FROM her years as one half of Yazoo to a 2.5 million-selling solo career, since the early 80s Alison Moyet has cut an idiosyncratic path through a music industry that’s never quite figured out how to pigeonhole her.
Glasgow Royal Concert Hall
Punk-rocker, synth-pop sensation, smoky jazz chanteuse or big-voiced soul belter? The Essex singer has been all of the above at some point, and has kept followers on their toes again by making a return to her electronic past on new album The Minutes, her first top-five since 1987.
“This is the Moyet-doing-electro tour,” she told everyone after pounding opener Horizon Flame, silhouetted against a backdrop of glittering stars and flanked by two very serious looking blokes on synths. “No jazz standards,” she continued. “If my people didn’t tell your people, then sorry.”
Dressed all in black, she chatted amusingly about the strange dichotomy of singing songs about middle age – The Minutes’ centrepiece Filigree being a key track on that theme – next to others such as Nobody’s Diary that she penned when still just a teenager.

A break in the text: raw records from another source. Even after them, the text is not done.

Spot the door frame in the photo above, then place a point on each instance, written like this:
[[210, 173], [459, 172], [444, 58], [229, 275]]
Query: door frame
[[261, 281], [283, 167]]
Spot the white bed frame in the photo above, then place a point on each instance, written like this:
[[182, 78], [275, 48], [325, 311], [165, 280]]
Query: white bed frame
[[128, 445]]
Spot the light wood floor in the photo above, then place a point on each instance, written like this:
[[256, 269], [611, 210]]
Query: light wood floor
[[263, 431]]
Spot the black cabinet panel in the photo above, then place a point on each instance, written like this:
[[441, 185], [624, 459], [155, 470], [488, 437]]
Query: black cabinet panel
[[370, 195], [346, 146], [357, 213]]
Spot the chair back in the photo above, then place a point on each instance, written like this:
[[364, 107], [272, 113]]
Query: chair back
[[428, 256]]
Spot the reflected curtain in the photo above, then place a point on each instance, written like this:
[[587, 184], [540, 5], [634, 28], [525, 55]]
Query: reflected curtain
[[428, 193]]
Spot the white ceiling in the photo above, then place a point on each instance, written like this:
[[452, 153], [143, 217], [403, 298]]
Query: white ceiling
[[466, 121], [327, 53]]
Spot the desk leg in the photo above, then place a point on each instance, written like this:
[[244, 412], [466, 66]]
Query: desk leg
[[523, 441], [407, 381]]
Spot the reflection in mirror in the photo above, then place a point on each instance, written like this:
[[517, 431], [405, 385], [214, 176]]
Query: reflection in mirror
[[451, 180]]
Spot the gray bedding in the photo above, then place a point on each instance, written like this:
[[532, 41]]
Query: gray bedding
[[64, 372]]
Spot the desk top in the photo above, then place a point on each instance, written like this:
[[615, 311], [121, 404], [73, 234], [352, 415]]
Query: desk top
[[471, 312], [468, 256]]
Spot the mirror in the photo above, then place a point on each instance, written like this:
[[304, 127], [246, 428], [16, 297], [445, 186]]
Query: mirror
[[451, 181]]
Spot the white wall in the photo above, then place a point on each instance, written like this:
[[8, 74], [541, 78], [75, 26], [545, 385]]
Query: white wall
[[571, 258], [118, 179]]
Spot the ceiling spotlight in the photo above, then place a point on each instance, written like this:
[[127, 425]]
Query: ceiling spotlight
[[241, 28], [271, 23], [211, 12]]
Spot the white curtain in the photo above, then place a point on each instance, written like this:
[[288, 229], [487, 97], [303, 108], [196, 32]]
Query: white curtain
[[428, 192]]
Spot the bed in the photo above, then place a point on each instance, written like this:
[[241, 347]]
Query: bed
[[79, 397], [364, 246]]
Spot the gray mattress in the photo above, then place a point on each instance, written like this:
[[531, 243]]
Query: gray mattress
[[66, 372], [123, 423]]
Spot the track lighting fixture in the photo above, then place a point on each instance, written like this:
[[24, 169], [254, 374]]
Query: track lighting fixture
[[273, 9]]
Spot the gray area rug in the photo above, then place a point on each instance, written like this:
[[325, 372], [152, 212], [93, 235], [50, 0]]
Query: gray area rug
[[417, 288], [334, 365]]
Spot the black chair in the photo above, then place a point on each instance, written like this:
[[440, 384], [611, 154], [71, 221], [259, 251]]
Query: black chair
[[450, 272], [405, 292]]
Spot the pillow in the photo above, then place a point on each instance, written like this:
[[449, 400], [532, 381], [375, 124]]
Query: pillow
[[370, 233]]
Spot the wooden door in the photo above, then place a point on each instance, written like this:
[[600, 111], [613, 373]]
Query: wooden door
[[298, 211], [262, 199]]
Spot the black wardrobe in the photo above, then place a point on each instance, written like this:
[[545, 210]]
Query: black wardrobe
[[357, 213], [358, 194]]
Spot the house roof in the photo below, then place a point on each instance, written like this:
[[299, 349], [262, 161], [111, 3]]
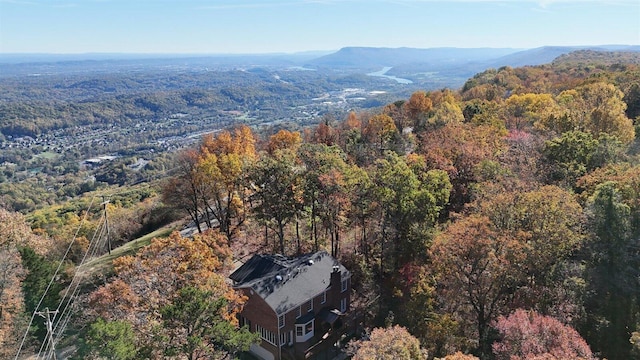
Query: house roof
[[285, 283]]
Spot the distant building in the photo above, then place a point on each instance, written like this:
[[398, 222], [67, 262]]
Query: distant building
[[293, 303]]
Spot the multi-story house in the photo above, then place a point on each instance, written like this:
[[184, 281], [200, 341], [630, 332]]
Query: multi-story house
[[293, 303]]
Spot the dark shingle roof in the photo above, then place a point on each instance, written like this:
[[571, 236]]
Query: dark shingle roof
[[285, 283]]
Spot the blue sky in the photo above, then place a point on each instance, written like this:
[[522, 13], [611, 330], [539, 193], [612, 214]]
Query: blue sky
[[264, 26]]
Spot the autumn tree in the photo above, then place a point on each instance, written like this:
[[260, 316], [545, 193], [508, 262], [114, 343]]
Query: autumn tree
[[393, 343], [326, 185], [613, 273], [477, 270], [108, 339], [277, 191], [529, 335], [153, 292], [597, 108], [284, 139], [183, 190], [222, 172], [458, 148], [418, 105], [196, 325], [522, 111], [406, 202], [379, 130]]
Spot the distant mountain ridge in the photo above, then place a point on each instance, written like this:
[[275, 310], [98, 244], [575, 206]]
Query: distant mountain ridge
[[358, 57], [447, 57]]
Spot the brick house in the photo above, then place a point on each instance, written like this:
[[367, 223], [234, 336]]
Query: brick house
[[293, 303]]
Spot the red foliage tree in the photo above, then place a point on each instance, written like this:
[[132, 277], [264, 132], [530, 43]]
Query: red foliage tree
[[529, 335]]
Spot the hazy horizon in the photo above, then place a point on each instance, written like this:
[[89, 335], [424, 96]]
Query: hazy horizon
[[200, 27]]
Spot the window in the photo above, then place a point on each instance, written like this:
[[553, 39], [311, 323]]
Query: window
[[245, 322], [266, 335], [304, 332]]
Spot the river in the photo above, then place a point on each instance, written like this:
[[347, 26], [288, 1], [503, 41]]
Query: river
[[384, 70]]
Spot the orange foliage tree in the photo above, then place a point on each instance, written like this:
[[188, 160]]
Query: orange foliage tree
[[154, 282]]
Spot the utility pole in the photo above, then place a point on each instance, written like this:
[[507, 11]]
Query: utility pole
[[46, 314], [106, 221]]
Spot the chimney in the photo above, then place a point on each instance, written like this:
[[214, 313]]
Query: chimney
[[336, 277]]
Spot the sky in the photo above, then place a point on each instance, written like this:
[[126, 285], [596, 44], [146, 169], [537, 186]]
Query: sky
[[287, 26]]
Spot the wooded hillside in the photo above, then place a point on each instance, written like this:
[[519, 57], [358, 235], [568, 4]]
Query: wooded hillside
[[461, 215]]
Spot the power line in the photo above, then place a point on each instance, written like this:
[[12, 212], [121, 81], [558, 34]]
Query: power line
[[35, 311]]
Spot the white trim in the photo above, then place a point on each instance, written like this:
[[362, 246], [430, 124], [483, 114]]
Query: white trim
[[267, 335], [306, 330]]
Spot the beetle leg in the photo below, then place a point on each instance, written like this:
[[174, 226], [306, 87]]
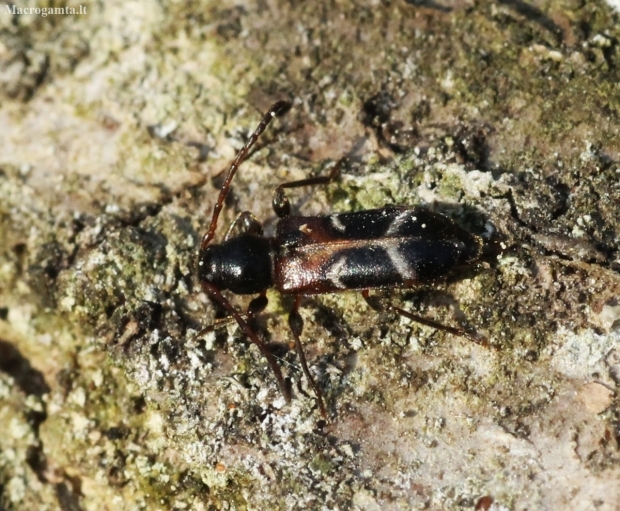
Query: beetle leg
[[380, 305], [296, 323], [256, 306], [216, 295], [277, 109], [247, 223], [280, 202]]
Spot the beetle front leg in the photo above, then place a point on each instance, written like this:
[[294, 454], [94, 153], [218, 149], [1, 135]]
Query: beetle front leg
[[280, 202], [296, 323], [380, 305], [255, 307]]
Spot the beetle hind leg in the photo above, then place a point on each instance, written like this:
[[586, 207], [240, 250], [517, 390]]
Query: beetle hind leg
[[380, 305], [296, 324]]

Only You transposed into a minor key was a slightly disappointing if understandable effort to mix things up a little (“I’m in danger of becoming an Alison Moyet tribute act”), while the dubstep-flavoured Changeling saw one of electronic music’s veteran voices nod to the genre’s here and now. It took combination of Love Resurrection and Situation to finally liberate the audience from their seats, before Don’t Go classily re-ignited the synth-pop sound of future past.